Justice Department withdraws another demand for Apple's help
For the second time in less than a month, the Justice Department has backed off using the courts to force Apple to help it gain access to a locked iPhone in an investigation.
On Friday, it told a federal court in Brooklyn that it no longer needs Apple's help in pulling data from a drug dealer's iPhone after someone came forward with a passcode.
In California, 3 1⁄2 weeks ago, the government abandoned a bid to compel Apple's assistance in helping unlock a terrorist's iPhone after a third party sold the FBI a method to crack the device.
In both cases, the government had asserted Apple was the only entity that could provide the technical assistance.
Legal analysts and industry lawyers are divided on whether the discovery of alternatives undermines the Justice Department's case in seeking similar court orders in the future.
“It's going to be a much tougher putt for the government the next time this happens,” said Craig A. Newman, a partner at Patterson Belknap who chairs the firm's data privacy group. “The Justice Department has now shown that workarounds exist without forcing Apple to break into its own devices.
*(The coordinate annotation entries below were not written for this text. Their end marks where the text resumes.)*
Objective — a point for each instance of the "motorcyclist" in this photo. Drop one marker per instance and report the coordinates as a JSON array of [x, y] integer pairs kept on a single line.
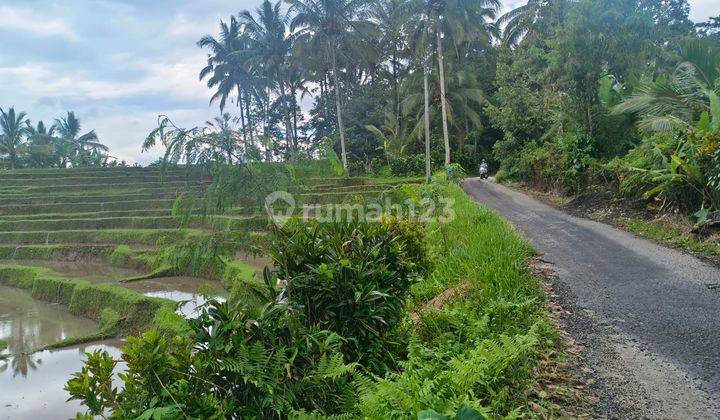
[[483, 169]]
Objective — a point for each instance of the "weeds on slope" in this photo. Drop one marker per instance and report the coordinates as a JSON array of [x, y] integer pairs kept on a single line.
[[479, 324], [457, 342]]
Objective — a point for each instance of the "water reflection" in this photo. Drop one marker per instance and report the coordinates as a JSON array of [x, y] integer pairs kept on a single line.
[[27, 324], [189, 290], [39, 394]]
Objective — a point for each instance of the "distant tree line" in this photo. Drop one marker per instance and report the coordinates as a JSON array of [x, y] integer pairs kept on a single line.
[[61, 145]]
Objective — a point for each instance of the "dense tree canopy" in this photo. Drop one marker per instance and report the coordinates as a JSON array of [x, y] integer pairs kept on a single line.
[[61, 145]]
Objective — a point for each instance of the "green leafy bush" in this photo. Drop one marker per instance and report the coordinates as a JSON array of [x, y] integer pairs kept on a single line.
[[413, 165], [231, 365], [679, 169], [352, 279]]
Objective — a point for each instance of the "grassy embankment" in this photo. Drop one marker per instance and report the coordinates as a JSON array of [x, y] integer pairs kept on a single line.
[[126, 217], [480, 325]]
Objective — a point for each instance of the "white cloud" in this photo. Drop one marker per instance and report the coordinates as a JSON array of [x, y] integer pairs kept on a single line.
[[26, 20], [701, 10]]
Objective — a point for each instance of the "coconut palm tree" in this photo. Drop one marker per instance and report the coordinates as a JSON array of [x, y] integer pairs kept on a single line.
[[681, 99], [14, 132], [336, 27], [458, 21], [229, 69], [271, 45], [81, 146], [522, 20], [393, 18], [42, 145]]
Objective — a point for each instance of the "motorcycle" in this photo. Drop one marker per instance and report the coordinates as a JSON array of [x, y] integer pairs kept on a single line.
[[483, 172]]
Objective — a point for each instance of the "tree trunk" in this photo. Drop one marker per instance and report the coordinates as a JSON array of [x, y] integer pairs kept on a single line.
[[338, 106], [441, 64], [242, 115], [293, 92], [251, 128], [427, 123], [288, 127], [396, 90], [266, 123]]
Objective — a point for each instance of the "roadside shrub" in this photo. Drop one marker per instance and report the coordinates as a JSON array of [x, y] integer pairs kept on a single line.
[[352, 279], [679, 169], [413, 165], [558, 165], [265, 365]]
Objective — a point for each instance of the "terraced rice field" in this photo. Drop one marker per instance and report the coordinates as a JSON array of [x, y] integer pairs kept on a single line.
[[76, 247]]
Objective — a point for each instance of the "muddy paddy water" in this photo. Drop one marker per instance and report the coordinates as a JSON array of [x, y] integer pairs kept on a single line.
[[31, 385]]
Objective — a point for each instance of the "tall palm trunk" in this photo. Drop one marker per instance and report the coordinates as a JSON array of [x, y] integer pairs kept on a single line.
[[293, 92], [396, 88], [427, 122], [242, 115], [251, 127], [338, 106], [443, 102], [288, 126]]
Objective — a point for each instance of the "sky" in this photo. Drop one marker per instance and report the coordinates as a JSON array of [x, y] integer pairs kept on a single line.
[[120, 64]]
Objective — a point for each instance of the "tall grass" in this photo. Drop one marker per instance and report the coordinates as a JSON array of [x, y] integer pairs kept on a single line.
[[480, 324]]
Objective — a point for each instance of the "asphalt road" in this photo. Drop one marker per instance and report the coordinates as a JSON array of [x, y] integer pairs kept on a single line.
[[647, 316]]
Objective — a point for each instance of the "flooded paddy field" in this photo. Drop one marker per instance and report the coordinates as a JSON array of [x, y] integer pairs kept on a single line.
[[31, 384]]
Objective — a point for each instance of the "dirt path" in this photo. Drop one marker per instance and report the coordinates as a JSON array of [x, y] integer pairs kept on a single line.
[[646, 316]]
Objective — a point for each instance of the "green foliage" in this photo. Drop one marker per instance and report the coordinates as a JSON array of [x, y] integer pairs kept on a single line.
[[269, 366], [352, 279], [478, 346], [561, 164], [413, 165], [677, 168], [94, 383], [202, 255]]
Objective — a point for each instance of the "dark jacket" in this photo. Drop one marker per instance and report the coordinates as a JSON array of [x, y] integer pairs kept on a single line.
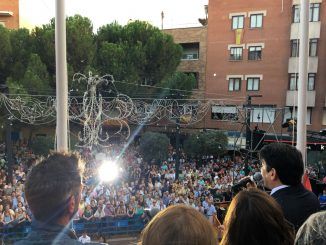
[[297, 204], [43, 234]]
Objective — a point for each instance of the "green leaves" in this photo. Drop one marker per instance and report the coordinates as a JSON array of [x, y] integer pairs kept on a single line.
[[137, 53], [36, 77]]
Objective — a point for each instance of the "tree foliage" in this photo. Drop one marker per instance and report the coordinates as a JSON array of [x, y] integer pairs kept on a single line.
[[138, 54], [42, 145], [207, 142], [154, 146], [36, 77]]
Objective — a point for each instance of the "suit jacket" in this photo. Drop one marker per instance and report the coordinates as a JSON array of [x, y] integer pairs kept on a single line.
[[297, 204]]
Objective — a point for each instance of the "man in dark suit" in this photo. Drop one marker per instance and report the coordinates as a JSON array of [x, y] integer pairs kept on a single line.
[[282, 170]]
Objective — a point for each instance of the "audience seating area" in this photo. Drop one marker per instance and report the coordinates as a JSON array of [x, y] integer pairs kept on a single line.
[[105, 226]]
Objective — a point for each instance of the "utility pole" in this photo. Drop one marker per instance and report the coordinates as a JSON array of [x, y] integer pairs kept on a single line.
[[9, 147], [61, 76], [302, 83], [162, 18], [177, 139], [248, 130], [177, 145]]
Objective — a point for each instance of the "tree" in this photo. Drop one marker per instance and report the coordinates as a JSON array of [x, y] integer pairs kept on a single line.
[[21, 44], [207, 142], [42, 145], [138, 54], [154, 146], [43, 39], [80, 44], [36, 77], [180, 85]]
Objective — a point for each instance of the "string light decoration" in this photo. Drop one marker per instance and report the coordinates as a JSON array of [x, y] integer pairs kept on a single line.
[[29, 109], [94, 112]]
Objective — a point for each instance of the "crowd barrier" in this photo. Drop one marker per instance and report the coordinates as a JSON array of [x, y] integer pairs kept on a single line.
[[105, 226]]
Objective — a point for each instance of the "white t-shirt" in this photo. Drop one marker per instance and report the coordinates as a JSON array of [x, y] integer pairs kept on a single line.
[[85, 239]]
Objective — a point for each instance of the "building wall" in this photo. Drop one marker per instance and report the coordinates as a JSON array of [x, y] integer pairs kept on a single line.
[[319, 111], [192, 35], [10, 21], [273, 66]]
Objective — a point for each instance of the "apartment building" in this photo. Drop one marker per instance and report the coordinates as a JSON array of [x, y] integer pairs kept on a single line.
[[252, 50], [193, 61], [9, 13]]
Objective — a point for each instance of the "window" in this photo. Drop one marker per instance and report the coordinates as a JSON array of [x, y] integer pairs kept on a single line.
[[256, 20], [254, 53], [190, 51], [253, 83], [293, 81], [224, 112], [314, 12], [236, 53], [313, 47], [195, 75], [234, 84], [311, 81], [296, 14], [295, 48], [237, 22], [263, 114], [291, 113]]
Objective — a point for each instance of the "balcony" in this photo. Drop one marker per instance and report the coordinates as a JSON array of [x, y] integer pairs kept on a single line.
[[294, 65], [292, 98], [314, 30]]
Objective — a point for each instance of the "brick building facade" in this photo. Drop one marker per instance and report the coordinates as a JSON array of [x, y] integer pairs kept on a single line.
[[252, 49]]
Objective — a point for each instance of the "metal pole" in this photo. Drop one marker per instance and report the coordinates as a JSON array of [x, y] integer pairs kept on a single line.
[[61, 77], [9, 148], [303, 76], [162, 19], [177, 146], [248, 130], [248, 134]]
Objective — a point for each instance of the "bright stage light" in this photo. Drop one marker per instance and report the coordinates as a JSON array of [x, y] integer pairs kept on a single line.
[[108, 171]]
Intentionally or not, the bar just got higher and the government will be hard-pressed to argue again that Apple is its only alternative.”
But Michael Sussmann, a partner at Perkins Coie who represents tech firms, disagreed. “There will be phones the government just can't gain access to, and they'll be able to say truthfully, ‘We need the data and we have no way to access it,' ” he said. “The fact that in these two cases they found a way in or got lucky won't change that.”
Nonetheless, said Ira Rubinstein, a senior fellow at New York University School of Law's Information Law Institute, “In future cases, the government may have to show it has exhausted alternative methods of breaking into a locked device.”
Rubinstein, former associate general counsel at Microsoft, added that the court may wish to hear from independent security researchers before deciding whether to compel an unwilling firm to provide assistance.